Novogrodsky A, Suthanthiran M, Saltz B, Newman D, Rubin A L, Stenzel K H
J Exp Med. 1980 Mar 1;151(3):755-60. doi: 10.1084/jem.151.3.755.
Supernates of neuraminidase and galactose oxidase (NAGO)-treated lymphocytes induce blastogenesis in nonproliferating cells harvested 7--14 d after treatment with mitogen or alloantigen and in cells incubated with mitogen for 7--14 d but not in freshly isolated peripheral blood lymphocytes9 Virtually all the growth factor is produced by NAGO-treated cells during the first 24 h of incubation, and no increase in factor activity is detected upon further cell culture. Serum is not required for growth factor production.
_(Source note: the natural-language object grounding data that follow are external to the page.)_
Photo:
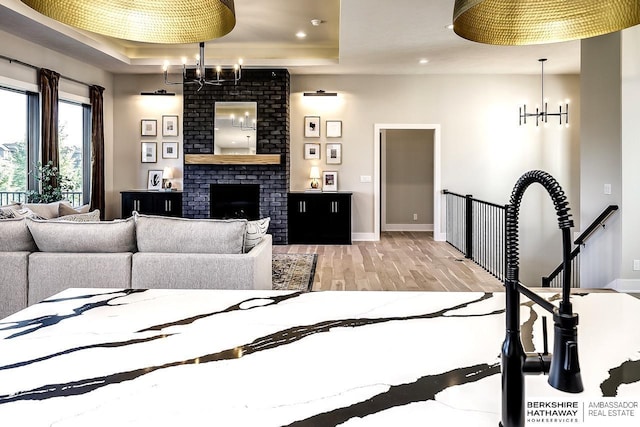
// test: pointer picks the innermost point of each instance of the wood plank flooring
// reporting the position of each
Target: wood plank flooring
(400, 261)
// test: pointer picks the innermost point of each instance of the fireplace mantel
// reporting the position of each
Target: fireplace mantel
(232, 159)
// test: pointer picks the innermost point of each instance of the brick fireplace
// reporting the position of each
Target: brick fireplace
(270, 90)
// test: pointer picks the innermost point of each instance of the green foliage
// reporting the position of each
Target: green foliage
(52, 184)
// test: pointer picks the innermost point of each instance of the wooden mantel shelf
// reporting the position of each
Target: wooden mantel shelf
(232, 159)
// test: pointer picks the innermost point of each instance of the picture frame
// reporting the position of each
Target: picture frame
(334, 154)
(149, 152)
(333, 128)
(170, 126)
(311, 151)
(148, 127)
(329, 181)
(154, 180)
(170, 150)
(312, 126)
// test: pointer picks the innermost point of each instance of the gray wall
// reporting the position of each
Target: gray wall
(408, 176)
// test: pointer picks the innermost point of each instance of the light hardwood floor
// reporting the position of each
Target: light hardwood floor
(400, 261)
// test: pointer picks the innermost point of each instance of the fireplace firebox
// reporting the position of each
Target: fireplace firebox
(228, 201)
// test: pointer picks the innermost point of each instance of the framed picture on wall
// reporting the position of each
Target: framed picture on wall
(169, 125)
(149, 153)
(312, 127)
(311, 151)
(148, 127)
(329, 181)
(169, 150)
(334, 128)
(154, 180)
(334, 154)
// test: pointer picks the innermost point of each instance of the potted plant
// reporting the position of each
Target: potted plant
(51, 182)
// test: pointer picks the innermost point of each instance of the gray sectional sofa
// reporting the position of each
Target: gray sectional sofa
(40, 258)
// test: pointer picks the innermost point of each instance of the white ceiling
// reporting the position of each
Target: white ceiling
(356, 37)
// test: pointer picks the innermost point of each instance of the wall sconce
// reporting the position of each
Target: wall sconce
(315, 176)
(320, 92)
(167, 175)
(543, 115)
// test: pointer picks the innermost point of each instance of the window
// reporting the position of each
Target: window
(18, 142)
(74, 123)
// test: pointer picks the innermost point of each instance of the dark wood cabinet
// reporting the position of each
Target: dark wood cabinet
(319, 218)
(166, 203)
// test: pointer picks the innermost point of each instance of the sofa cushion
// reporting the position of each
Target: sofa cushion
(80, 217)
(15, 236)
(64, 209)
(181, 235)
(45, 210)
(255, 232)
(107, 236)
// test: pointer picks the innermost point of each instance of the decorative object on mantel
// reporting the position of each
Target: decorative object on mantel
(172, 22)
(334, 154)
(170, 126)
(312, 127)
(525, 22)
(329, 181)
(311, 151)
(148, 127)
(320, 92)
(234, 74)
(159, 92)
(149, 152)
(541, 113)
(154, 180)
(232, 159)
(334, 128)
(314, 174)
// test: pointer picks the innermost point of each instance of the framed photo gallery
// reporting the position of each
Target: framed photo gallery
(313, 150)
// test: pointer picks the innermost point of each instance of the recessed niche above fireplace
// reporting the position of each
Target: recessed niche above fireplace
(229, 201)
NAGO-primed medium induces generation of specific cytotoxic T cells from mixed lymphocyte culture (MLC) memory cells to approximately the same extent as that induced by allogeneic cells (stimulating cells in the primary MLC). NAGO-primed medium provides a useful reagent for isolation and characterization of lymphocyte growth factors and other lymphokines.
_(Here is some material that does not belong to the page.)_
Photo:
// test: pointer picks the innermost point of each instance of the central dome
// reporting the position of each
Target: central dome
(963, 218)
经神经氨酸酶和半乳糖氧化酶(NAGO)处理的淋巴细胞的上清液,可诱导在经丝裂原或同种异体抗原处理7 - 14天后收获的非增殖细胞以及与丝裂原孵育7 - 14天的细胞发生母细胞化,但对新鲜分离的外周血淋巴细胞无此作用。实际上,所有生长因子都是在孵育的最初24小时内由NAGO处理的细胞产生的,进一步细胞培养后未检测到因子活性增加。生长因子的产生不需要血清。NAGO预处理的培养基诱导混合淋巴细胞培养(MLC)记忆细胞产生特异性细胞毒性T细胞的程度,与同种异体细胞(初次MLC中的刺激细胞)诱导的程度大致相同。NAGO预处理的培养基为淋巴细胞生长因子和其他淋巴因子的分离和表征提供了一种有用的试剂。